Cross-Border Payments and Market Infrastructure Report from BIS Says Current Challenges with International Money Transfers will be Addressed at G20

The emergence of new Fintech industry participants such as the Facebook-led Libra project have made it clear that the existing, global cross-border payments system can be improved.

A Bank for International Settlements (BIS) committee report on Payments and Market Infrastructure (CPMI) has noted that countries across the globe, including Saudi Arabia in the Middle East, are focused on improving their cross-border payments platforms – which is notably a priority that will be discussed at the upcoming G20 meetings in Riyadh.

The CPMI report suggests 19 different building blocks for addressing the current challenges and issues with making cross-border or international transfers. These key areas for improving the payments process, including those for conducting local transactions, have not yet been addressed, and might soon be disrupted by new industry participants like Libra.
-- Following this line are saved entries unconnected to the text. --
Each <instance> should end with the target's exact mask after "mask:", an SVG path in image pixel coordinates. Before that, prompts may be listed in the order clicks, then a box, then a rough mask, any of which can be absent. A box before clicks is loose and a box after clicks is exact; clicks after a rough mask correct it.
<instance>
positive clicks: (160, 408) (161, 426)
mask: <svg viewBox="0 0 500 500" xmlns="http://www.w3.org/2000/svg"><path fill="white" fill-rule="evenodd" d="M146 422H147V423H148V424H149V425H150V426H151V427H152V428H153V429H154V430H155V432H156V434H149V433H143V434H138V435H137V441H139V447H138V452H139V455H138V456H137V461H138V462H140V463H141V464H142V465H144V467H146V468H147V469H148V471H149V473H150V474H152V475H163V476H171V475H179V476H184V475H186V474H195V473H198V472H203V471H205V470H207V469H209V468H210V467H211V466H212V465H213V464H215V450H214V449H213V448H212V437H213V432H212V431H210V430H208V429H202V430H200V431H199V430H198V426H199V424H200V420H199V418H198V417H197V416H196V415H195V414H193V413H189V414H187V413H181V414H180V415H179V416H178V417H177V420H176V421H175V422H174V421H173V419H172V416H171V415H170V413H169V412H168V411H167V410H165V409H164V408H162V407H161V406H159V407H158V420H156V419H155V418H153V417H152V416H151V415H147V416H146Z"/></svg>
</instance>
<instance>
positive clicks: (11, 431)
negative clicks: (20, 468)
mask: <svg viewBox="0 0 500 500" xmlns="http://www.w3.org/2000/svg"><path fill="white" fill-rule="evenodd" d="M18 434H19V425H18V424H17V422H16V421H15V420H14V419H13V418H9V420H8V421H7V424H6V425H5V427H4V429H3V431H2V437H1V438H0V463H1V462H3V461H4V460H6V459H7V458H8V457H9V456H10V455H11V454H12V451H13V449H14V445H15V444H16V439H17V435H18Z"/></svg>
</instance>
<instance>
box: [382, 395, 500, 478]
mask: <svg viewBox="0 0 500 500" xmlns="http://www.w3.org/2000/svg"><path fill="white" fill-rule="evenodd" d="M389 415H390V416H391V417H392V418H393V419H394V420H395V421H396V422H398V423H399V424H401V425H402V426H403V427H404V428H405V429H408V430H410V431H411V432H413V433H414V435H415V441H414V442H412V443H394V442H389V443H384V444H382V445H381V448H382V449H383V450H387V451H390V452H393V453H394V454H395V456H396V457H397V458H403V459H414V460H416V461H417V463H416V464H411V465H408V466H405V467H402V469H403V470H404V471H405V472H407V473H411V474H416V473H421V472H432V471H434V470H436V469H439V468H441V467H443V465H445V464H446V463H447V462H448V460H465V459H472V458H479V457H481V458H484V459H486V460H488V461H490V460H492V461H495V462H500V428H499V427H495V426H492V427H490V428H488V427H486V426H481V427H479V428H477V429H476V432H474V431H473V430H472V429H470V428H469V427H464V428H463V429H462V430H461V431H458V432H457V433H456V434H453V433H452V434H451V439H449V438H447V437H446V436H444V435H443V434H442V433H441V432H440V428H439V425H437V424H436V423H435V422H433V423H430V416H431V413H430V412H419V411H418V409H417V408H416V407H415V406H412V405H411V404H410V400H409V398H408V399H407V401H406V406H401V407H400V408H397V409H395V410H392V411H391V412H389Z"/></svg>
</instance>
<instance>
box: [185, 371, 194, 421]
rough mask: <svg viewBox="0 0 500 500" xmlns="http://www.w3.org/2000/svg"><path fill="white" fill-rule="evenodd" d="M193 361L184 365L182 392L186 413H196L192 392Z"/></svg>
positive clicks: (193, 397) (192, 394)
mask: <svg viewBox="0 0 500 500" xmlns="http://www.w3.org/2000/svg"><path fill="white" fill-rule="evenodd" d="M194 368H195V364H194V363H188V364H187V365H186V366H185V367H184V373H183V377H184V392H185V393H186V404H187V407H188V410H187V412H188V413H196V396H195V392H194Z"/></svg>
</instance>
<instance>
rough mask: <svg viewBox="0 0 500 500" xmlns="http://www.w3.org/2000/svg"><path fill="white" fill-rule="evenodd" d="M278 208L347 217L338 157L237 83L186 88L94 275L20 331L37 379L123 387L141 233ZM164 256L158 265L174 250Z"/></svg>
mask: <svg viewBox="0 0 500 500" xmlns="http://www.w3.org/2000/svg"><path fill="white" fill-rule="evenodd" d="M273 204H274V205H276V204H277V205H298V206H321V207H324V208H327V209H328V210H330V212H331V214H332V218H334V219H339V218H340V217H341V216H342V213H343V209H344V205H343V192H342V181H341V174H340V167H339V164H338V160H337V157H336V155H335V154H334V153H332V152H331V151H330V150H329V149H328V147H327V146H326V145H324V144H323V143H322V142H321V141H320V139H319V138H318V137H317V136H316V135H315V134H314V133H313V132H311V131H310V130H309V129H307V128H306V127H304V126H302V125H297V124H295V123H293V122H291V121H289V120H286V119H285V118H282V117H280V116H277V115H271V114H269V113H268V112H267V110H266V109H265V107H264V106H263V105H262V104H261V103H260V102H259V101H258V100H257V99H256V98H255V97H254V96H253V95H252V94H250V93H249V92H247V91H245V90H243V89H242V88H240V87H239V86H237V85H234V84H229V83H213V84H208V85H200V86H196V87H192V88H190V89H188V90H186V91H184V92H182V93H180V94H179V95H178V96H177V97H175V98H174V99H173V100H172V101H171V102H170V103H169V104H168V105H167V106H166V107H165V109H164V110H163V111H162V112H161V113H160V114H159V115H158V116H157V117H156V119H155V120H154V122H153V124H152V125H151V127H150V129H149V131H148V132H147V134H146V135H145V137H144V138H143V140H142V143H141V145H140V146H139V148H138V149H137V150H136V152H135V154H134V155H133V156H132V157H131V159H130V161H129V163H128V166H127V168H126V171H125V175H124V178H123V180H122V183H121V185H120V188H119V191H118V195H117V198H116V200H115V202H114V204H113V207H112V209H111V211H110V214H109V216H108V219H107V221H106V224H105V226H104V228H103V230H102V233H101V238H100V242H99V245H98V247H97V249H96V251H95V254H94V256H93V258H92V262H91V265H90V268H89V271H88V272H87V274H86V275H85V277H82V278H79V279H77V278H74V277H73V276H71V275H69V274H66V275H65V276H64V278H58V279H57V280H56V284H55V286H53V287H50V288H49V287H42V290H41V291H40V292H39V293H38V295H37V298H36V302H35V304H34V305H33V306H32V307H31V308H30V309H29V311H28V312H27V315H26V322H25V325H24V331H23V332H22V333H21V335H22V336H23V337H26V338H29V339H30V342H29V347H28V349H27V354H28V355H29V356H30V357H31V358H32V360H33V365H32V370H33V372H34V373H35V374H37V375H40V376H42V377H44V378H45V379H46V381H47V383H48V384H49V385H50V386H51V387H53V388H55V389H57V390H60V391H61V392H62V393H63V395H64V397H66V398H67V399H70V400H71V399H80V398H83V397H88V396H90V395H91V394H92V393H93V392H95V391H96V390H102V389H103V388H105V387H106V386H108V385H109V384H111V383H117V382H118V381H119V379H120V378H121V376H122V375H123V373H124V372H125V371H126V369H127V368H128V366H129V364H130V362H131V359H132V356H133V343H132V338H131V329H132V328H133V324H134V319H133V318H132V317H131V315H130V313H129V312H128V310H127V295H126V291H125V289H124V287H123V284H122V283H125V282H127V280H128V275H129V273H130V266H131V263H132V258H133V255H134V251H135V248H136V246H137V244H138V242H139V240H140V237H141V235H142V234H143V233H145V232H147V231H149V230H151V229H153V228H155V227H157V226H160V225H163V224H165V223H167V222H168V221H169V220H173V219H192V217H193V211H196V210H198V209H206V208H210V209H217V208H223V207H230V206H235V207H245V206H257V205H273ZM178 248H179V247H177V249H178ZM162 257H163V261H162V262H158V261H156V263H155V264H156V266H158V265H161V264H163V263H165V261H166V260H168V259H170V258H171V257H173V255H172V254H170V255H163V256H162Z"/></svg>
According to the report, there should be increased cooperation between public and private sector entities, so that cross-border payments can become faster, cheaper, and more transparent – which would enable greater financial inclusion.

The report recommends improving regulatory, supervisory and oversight coordination. It also notes that existing payment infrastructure must be updated, data quality should be improved, and private and public sector entities should consider exploring the potential of new types of payment infrastructures.

Jon Cunliffe, CPMI chair and deputy governor of the Bank of England, recommended that the cross-border payments process should be improved so that it meets the “standards, efficiency and reliability that users now have a right to expect.”

Cunliffe added:

“Faster, cheaper, more transparent and more inclusive cross-border payment services would have widespread benefits for citizens and businesses worldwide, supporting economic growth, international trade, global development and financial inclusion.”

The report is the second part of a three-stage process. The Financial Stability Board, an international organization that makes recommendations about the global financial system, will be working on a complete roadmap or outline that will be presented to finance ministers and central bank governors who will be attending the G20 meetings in October 2020.